Ao arrecadar o  prémio de melhor filme, O Artista fez história pois foi a primeira vez que uma produção não a norte-americana o conseguiu. O produtor Thomas Langmann foi receber a estatueta ao palco com Michel Hazanavicius que recebera poucos minutos antes o prémio de melhor realizador e  agradeceu três vezes ao falecido realizador Billy Wilder. Jean Dujardin que interpretou a personagem do famoso “artista” que se transforma num inadaptado na mudança do cinema mudo para o sonoro, foi distinguido com o Óscar para melhor actor. A estes prémios juntaram-se ainda os de  melhor guarda-roupa e de melhor banda sonora original. Numa época em que os meios tecnológicos inundaram a indústria cinematográfica  quem adivinharia que um filme mudo, a preto e branco, se tornaria numa das obras mais nomeadas e premiadas? O certo é que esta obra seduz pela forma como celebra o cinema  ao descrever os problemas provocados pelo advento do sonoro que, substituindo  o mudo, atraia multidões ávidas de novidade. Não posso deixar de mencionar o artista canino Uggie que, pelo seu desempenho, também contribuiu para o sucesso desta película.
A Invenção de Hugo é a primeira incursão de Martin Scorsese no 3D, adaptação do livro A invenção de Hugo Cabret do escritor  norte-americano Brian Selznick. Esta obra juvenil é também um tributo a George Méliès  denominado “o pai dos efeitos especiais”.  Com  onze nomeações,  ganhou os prémios de  melhor fotografia, melhor direcção artística, melhores efeitos visuais, melhor montagem de som e melhor mistura de som. Na 17ª nomeação,  a fabulosa Meryl Streep  ganhou o terceiro Óscar da sua carreira e esse facto foi um dos pontos altos da cerimónia, tendo sido aplaudida por uma plateia de pé. A sua memorável interpretação  em A Dama de Ferro de Phyllida Lloyd, no qual deu corpo à ex-primeira-ministra britânica Margaret Thatcher já tinha sido distinguida com um Globo de Ouro e um Bafta. Octavia Spencer de  As Serviçais ganhou o prémio para melhor atriz secundária.

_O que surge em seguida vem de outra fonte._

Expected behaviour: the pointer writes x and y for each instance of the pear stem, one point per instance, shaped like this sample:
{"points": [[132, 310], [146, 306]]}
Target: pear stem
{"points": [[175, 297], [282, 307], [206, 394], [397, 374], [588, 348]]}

Christopher Plummer, de 82 anos e 60 de carreira, tornou-se o mais velho ator galardoado com o Óscar, neste caso, para melhor actor secundário, pelo desempenho em Assim É o Amor. Woody Allen que, como é habitual, não esteve presente na cerimónia, também voltou a ser premiado pela Academia norte-americana, com o Óscar para melhor argumento original por Meia-Noite em Paris. Em relação ao melhor filme estrangeiro, como era previsível, o prémio foi para Uma separação do iraniano Asghar Farhadi. Num mês empolgante para os cinéfilos entre as várias estreias  destaco, além dos oscarizados O Artista de Michel Hazanavicius, A invenção de Hugo de Martin Scorcese e A Dama de ferro de Phyllida Lloyd, os filmes Jovem adulta de Jason Reitman e o emocionante Cavalo de guerra de Steven Spielberg.